NoSQL Zone is brought to you in partnership with:

Max De Marzi, is a seasoned web developer. He started building websites in 1996 and has worked with Ruby on Rails since 2006. The web forced Max to wear many hats and master a wide range of technologies. He can be a system admin, database developer, graphic designer, back-end engineer and data scientist in the course of one afternoon. Max is a graph database enthusiast. He built the Neography Ruby Gem, a rest api wrapper to the Neo4j Graph Database. He is addicted to learning new things, loves a challenge and finding pragmatic solutions. Max is very easy to work with, focuses under pressure and has the patience of a rock. Max is a DZone MVB and is not an employee of DZone and has posted 60 posts at DZone. You can read more from them at their website. View Full User Profile

Permission Resolution with Neo4j - Part 1

03.19.2013
| 2530 views |
  • submit to reddit

i_can_haz_permissions

People produce a lot of content. Messages, text files, spreadsheets, presentations, reports, financials, etc, the list goes on. Usually organizations want to have a repository of all this content centralized somewhere (just in case a laptop breaks, gets lost or stolen for example). This leads to some kind of grouping and permission structure. You don’t want employees seeing each other’s HR records, unless they work for HR, same for Payroll, or unreleased quarterly numbers, etc. As this data grows it no longer becomes easy to simply navigate and a search engine is required to make sense of it all.

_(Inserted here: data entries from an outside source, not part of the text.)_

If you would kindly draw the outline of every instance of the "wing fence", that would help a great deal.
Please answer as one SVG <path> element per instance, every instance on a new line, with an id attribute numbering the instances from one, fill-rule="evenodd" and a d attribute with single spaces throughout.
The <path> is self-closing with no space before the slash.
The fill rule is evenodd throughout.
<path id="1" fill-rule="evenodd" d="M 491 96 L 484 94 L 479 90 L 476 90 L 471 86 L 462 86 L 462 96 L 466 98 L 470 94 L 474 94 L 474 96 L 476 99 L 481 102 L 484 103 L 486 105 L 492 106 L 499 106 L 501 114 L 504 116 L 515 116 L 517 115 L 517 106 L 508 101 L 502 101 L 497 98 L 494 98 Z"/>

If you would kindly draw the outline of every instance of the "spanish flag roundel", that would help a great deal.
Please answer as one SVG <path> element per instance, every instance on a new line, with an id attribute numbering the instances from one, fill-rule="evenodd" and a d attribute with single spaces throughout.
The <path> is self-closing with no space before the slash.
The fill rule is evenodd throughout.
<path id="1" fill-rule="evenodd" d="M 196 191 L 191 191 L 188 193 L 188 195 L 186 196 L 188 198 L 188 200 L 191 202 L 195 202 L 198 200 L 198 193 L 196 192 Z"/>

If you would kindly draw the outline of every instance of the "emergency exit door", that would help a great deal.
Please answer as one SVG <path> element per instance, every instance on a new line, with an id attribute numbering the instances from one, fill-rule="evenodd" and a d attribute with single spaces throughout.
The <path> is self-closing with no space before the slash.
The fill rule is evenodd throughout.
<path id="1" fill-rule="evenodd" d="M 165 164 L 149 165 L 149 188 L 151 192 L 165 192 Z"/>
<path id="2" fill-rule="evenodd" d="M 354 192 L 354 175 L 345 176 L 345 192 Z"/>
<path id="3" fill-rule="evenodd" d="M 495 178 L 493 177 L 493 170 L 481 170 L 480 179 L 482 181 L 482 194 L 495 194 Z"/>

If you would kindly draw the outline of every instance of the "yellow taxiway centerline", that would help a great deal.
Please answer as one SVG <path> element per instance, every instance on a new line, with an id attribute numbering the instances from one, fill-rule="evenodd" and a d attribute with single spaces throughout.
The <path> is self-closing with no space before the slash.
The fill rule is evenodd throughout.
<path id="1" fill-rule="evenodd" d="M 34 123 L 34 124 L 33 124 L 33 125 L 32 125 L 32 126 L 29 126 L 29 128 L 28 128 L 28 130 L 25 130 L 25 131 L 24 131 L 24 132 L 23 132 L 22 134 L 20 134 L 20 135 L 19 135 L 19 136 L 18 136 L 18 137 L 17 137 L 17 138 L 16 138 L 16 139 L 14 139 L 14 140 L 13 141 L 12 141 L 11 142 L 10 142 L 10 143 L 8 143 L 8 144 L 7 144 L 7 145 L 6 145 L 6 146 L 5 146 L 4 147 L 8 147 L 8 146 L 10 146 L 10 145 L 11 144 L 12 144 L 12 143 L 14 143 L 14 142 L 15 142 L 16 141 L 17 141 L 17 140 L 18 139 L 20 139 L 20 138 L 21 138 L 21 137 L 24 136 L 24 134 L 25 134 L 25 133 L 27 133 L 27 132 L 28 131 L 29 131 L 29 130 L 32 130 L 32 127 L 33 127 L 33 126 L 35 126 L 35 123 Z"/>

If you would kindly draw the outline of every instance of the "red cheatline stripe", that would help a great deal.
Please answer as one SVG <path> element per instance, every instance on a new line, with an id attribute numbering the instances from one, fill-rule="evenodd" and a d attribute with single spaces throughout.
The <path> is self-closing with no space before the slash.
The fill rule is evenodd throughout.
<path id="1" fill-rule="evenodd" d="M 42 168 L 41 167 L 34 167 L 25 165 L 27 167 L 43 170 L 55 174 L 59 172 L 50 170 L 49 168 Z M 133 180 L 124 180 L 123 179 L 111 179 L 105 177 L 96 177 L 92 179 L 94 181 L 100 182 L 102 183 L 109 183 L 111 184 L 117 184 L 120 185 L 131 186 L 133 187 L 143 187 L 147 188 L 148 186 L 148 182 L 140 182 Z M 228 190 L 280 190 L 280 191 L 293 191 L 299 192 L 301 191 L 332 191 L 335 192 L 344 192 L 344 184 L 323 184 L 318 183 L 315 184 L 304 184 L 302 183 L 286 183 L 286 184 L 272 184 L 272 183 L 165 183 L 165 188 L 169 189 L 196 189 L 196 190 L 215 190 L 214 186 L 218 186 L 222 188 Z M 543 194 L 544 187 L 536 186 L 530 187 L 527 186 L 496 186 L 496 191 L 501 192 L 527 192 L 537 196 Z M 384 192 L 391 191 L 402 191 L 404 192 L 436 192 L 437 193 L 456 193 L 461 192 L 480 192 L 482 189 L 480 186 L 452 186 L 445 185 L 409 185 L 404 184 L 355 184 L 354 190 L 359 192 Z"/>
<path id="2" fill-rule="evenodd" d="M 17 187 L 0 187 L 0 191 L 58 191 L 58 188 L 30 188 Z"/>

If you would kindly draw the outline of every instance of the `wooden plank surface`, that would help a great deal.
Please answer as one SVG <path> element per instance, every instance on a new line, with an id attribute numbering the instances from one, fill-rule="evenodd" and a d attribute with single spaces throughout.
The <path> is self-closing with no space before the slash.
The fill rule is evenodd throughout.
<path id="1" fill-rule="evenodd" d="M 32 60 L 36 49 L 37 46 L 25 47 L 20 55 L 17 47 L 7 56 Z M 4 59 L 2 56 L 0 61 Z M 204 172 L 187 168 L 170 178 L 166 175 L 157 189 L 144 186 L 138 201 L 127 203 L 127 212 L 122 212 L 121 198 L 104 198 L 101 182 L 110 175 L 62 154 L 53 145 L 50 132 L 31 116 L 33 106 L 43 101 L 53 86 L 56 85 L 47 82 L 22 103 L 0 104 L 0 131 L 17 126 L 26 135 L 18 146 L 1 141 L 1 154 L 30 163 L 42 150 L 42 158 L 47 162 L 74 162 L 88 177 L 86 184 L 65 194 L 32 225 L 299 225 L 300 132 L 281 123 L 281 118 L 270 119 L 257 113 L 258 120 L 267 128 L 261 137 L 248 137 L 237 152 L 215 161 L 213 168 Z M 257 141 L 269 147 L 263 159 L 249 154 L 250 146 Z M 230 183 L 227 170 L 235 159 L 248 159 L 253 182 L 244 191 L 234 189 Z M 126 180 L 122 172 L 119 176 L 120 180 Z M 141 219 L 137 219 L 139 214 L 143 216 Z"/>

But what if your search engine returns 1000 results for a query and the user doing the search is supposed to only have access to see 4 things? How do you handle this? Check the user permissions on each file realtime? Slow. Pre-calculate all document permissions for a user on login? Slow and what if new documents are created or permissions change between logins? Does the system scale at 1M documents, 10M documents, 100M documents?

In the Neo4j data modeling examples there is a solution using a graph.

ACL

Users have direct permissions to documents (or folders), or via groups. Folders can have many child documents, which can have many child documents and “turtles all the way down”.

Having them in a graph makes it easy to:

  • Find all files in the directory structure
  • What files are owned by whom?
  • Who has access to a File?
  • … and so on

So back to our question. What if the search engine returned 1000 records and we needed to see which of these the user has access to. How can we do this in the graph?

Not by starting from the User and traversing to all the possible documents the user has access to (since this could take a very long time in a 100M document graph). Instead we will start with the documents and see if they have a direct permission relationship to the user or the groups the user belongs to. We do this for all the documents, and for those which we don’t have a direct relationship, we move up to the parent folder and try it again. We’ll be smart and merge any documents who share the same parent to reduce the number of checks. Doing it this way, we will traverse thousands of relationships (instead of millions) depending on how deep the document structure goes.

I’m going to walk-through the code using the Neo4j Core API inside an unmanaged extension so it can be accessed via REST and I’ll show you how I wrote a couple of performance tests (one random and one static) as well as how I generated our test data. This project is open source and available on github.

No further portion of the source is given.